1 januari a.s. treedt het nieuwe belastingverdrag met Duitsland in werking. Dat verdrag raakt ondernemingen, grensarbeiders, directeuren en pensioengerechtigden die op de een of andere manier een fiscale link hebben met ons buurland. Met name de regels rond ‘vaste inrichting’ oftewel wanneer is er echt sprake van een vestiging in Duitsland verdienen aandacht! Of het nu allemaal goed komt is nog even afwachten. In 2012 werden de gesprekken, na jarenlang discussiëren, afgerond. De gesprekken tussen de Nederlandse en de Duitse fiscale delegaties werden gevoerd in het Engels. Laten we de hoop uit spreken dat beide landen de Engelse fiscale termen op gelijke wijze in hun eigen taal interpreteren.
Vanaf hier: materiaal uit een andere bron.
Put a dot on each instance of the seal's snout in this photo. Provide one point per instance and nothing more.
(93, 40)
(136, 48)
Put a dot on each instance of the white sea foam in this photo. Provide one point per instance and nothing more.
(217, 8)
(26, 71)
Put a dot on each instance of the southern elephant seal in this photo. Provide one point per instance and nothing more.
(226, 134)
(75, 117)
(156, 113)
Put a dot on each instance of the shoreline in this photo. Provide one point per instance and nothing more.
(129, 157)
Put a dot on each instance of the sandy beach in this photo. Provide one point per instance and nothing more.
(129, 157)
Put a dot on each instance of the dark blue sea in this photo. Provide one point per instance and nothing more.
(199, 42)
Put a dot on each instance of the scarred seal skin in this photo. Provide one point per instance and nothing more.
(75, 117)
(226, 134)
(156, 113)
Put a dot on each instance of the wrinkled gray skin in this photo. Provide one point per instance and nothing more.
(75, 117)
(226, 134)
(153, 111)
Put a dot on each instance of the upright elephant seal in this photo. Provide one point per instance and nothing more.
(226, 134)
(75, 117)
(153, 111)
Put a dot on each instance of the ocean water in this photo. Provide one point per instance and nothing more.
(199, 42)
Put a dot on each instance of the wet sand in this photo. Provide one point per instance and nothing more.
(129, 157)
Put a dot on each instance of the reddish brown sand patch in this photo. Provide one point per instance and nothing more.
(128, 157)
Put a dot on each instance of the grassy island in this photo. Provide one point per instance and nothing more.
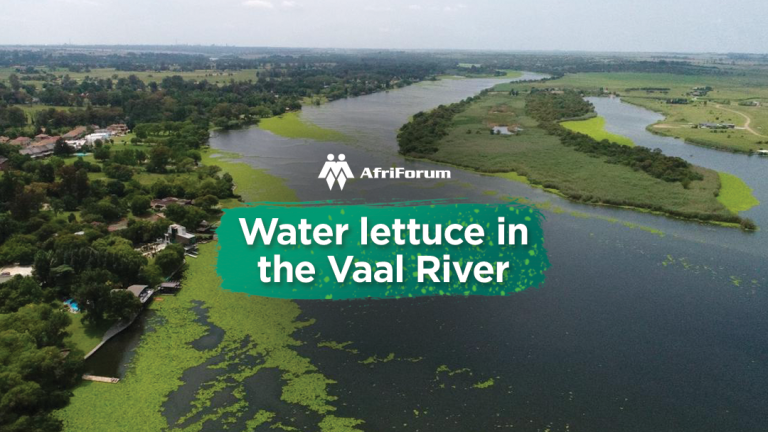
(551, 156)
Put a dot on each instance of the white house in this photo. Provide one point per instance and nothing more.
(103, 136)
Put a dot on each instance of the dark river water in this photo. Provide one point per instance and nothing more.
(632, 331)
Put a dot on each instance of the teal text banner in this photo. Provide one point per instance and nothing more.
(353, 269)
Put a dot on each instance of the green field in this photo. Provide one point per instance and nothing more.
(543, 161)
(720, 105)
(291, 125)
(595, 127)
(253, 326)
(735, 194)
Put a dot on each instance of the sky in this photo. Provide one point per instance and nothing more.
(567, 25)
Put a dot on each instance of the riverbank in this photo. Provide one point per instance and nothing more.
(686, 101)
(541, 158)
(256, 336)
(595, 128)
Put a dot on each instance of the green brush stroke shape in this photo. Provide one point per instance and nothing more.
(237, 261)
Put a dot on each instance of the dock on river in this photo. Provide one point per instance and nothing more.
(95, 378)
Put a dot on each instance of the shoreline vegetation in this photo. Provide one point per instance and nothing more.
(732, 96)
(575, 165)
(595, 128)
(292, 125)
(252, 326)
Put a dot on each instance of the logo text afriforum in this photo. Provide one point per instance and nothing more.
(338, 171)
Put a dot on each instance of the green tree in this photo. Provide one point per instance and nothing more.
(140, 205)
(122, 305)
(19, 291)
(170, 259)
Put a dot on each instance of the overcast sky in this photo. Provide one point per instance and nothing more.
(592, 25)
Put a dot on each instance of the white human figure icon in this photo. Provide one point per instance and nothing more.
(338, 170)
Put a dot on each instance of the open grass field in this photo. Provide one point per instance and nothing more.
(214, 76)
(595, 127)
(291, 125)
(544, 161)
(735, 194)
(723, 104)
(252, 327)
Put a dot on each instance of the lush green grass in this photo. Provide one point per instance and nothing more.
(721, 105)
(541, 159)
(85, 337)
(291, 125)
(735, 194)
(213, 76)
(595, 127)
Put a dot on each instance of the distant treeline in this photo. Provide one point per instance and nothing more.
(550, 108)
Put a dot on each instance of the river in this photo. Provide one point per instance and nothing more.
(632, 331)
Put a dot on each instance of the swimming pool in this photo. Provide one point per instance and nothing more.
(72, 305)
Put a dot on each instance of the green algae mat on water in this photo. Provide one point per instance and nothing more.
(291, 125)
(254, 327)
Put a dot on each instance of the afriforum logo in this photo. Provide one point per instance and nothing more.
(338, 170)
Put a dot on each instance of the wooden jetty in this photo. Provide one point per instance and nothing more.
(95, 378)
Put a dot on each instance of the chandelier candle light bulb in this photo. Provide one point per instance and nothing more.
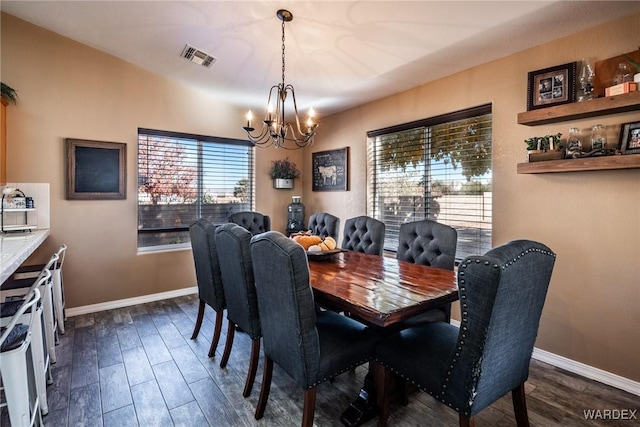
(275, 130)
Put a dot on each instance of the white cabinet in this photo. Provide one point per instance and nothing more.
(16, 216)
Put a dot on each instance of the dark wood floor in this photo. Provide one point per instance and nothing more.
(137, 366)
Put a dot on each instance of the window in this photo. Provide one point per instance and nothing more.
(437, 168)
(183, 177)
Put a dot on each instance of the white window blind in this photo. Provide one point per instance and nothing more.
(183, 177)
(439, 169)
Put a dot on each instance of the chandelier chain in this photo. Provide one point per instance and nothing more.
(283, 53)
(275, 129)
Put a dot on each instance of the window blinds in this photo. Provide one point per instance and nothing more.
(438, 169)
(182, 177)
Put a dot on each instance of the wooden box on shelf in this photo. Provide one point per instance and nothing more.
(536, 156)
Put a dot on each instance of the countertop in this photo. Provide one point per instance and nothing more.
(15, 248)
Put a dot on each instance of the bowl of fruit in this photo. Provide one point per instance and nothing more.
(317, 248)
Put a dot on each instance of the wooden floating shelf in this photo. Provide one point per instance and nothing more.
(581, 110)
(629, 161)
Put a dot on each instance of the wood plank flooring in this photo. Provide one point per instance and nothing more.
(137, 366)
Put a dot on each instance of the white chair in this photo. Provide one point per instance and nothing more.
(20, 287)
(58, 284)
(18, 379)
(41, 364)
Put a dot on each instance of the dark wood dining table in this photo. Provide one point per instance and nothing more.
(379, 291)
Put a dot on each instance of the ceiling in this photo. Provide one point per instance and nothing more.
(339, 54)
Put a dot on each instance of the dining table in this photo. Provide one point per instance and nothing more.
(379, 291)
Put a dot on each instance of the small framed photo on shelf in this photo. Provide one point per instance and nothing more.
(551, 86)
(630, 138)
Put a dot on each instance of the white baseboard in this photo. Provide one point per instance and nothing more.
(561, 362)
(583, 370)
(587, 371)
(94, 308)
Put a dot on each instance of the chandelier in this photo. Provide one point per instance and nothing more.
(275, 130)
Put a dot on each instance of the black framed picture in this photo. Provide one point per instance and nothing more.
(630, 138)
(330, 170)
(96, 170)
(551, 86)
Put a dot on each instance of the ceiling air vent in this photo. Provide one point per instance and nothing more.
(197, 56)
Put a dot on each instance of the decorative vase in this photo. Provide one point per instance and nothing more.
(282, 183)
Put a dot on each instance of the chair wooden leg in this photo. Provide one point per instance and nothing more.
(383, 395)
(266, 387)
(231, 331)
(309, 407)
(253, 367)
(196, 330)
(520, 406)
(216, 333)
(466, 421)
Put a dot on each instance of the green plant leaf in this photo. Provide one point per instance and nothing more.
(8, 93)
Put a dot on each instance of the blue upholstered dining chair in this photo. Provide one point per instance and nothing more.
(310, 346)
(236, 268)
(324, 224)
(210, 291)
(255, 222)
(431, 243)
(468, 368)
(364, 234)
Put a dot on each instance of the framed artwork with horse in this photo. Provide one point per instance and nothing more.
(330, 170)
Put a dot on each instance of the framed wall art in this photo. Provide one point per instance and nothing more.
(96, 170)
(551, 86)
(330, 170)
(630, 138)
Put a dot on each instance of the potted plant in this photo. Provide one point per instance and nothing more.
(283, 172)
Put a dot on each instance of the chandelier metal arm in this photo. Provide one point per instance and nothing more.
(275, 130)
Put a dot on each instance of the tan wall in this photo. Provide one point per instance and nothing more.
(68, 90)
(590, 219)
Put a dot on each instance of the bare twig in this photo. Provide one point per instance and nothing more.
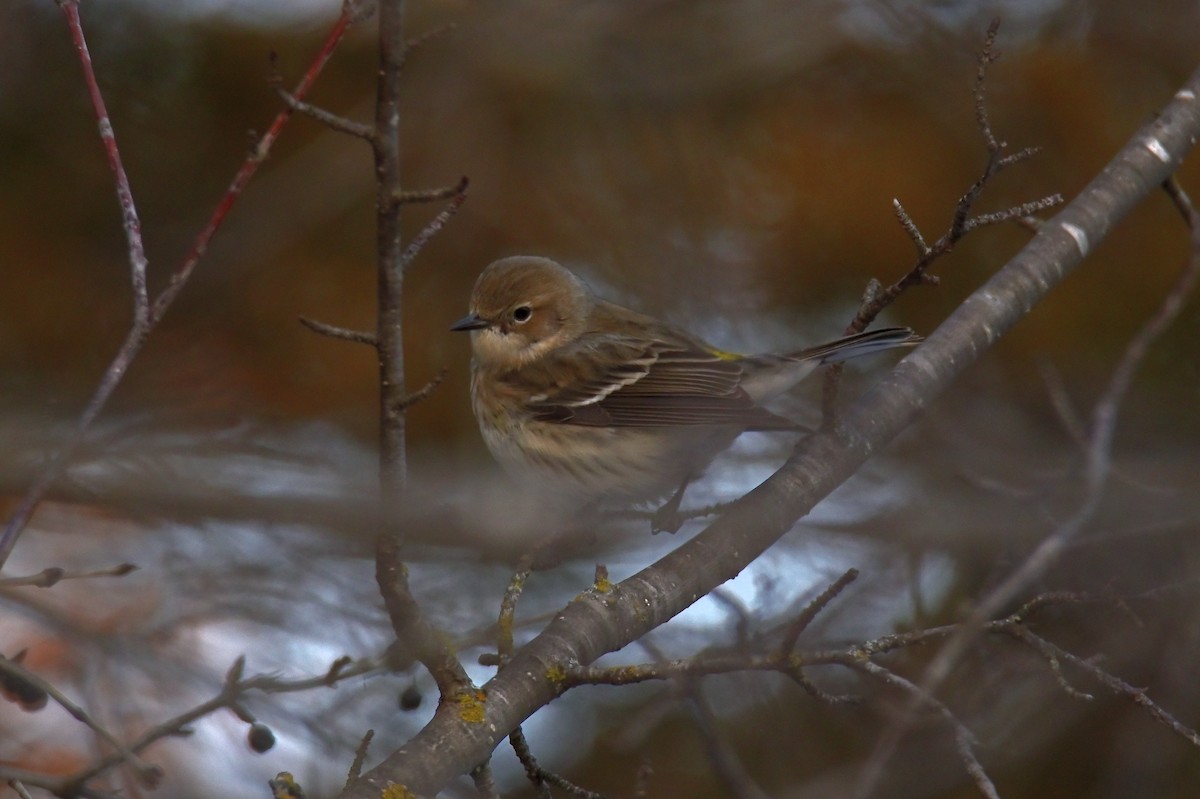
(360, 756)
(540, 778)
(964, 738)
(1097, 469)
(435, 224)
(54, 575)
(343, 334)
(329, 119)
(485, 784)
(149, 774)
(425, 391)
(819, 604)
(408, 623)
(504, 626)
(961, 223)
(432, 194)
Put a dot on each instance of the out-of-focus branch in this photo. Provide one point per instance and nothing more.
(961, 223)
(598, 623)
(412, 629)
(231, 697)
(147, 313)
(1097, 466)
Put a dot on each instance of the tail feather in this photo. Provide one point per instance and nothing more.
(864, 343)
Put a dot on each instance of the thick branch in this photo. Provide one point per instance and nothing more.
(595, 624)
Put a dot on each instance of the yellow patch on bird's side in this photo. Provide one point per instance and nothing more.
(724, 355)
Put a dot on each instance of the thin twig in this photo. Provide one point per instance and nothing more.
(145, 320)
(425, 391)
(149, 774)
(360, 756)
(432, 194)
(435, 226)
(54, 575)
(485, 782)
(819, 604)
(342, 334)
(329, 119)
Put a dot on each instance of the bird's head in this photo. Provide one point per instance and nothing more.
(523, 307)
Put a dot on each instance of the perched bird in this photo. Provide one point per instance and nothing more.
(598, 404)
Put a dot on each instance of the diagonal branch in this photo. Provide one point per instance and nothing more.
(598, 624)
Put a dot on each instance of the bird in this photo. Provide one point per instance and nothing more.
(600, 406)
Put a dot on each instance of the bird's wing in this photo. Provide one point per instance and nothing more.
(663, 384)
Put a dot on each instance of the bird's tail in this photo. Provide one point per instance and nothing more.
(864, 343)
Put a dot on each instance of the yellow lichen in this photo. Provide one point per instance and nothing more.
(472, 707)
(396, 792)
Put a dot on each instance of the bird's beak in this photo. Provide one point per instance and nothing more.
(471, 322)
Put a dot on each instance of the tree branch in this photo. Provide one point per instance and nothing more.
(597, 624)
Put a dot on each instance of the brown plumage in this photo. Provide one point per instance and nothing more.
(598, 403)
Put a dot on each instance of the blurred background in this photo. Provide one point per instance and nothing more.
(730, 167)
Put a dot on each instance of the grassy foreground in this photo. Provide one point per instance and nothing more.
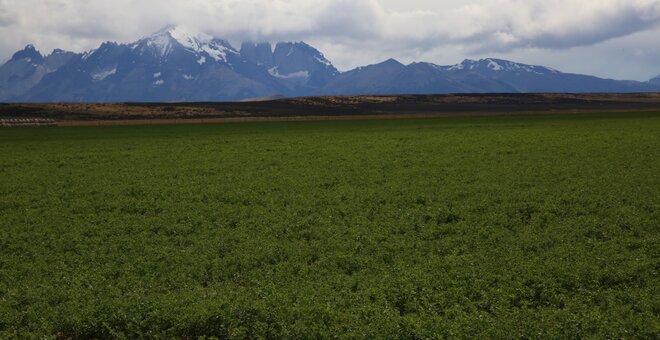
(504, 227)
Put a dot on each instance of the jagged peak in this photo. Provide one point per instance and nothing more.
(167, 39)
(30, 53)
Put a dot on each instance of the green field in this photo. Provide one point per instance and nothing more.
(501, 227)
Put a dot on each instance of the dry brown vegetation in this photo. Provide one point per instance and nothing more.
(344, 107)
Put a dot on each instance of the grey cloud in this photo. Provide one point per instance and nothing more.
(354, 32)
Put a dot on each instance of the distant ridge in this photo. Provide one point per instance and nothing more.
(180, 65)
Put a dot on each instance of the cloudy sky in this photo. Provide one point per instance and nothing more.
(609, 38)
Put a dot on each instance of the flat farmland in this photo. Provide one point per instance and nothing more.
(483, 227)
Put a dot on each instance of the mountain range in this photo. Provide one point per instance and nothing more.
(173, 65)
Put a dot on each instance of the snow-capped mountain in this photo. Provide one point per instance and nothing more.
(27, 68)
(492, 74)
(176, 64)
(655, 80)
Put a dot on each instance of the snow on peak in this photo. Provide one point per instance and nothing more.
(275, 73)
(103, 74)
(498, 65)
(200, 44)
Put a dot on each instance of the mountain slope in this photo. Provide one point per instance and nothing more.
(27, 68)
(655, 80)
(170, 65)
(529, 78)
(176, 64)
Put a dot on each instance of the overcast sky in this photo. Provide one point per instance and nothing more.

Op 12 april 2012 is in Berlijn het nieuwe belastingverdrag met Duitsland ondertekend. Na jarenlange politieke debatten aan Nederlandse kant heeft de Eerste Kamer het belastingverdrag bij wet van 19 mei 2015 goedgekeurd zodat het belastingverdrag op 1 januari 2016 in werking kan treden. Het nieuwe verdrag kan belangrijke fiscale gevolgen hebben voor ondernemingen, grensarbeiders, directeuren en pensioengerechtigden. Opmerkelijk is ook dat beide landen hun eigen nationale anti-misbruikbepalingen kunnen toepassen. In deze bijdrage zal ik aandacht besteden aan de fiscale gevolgen.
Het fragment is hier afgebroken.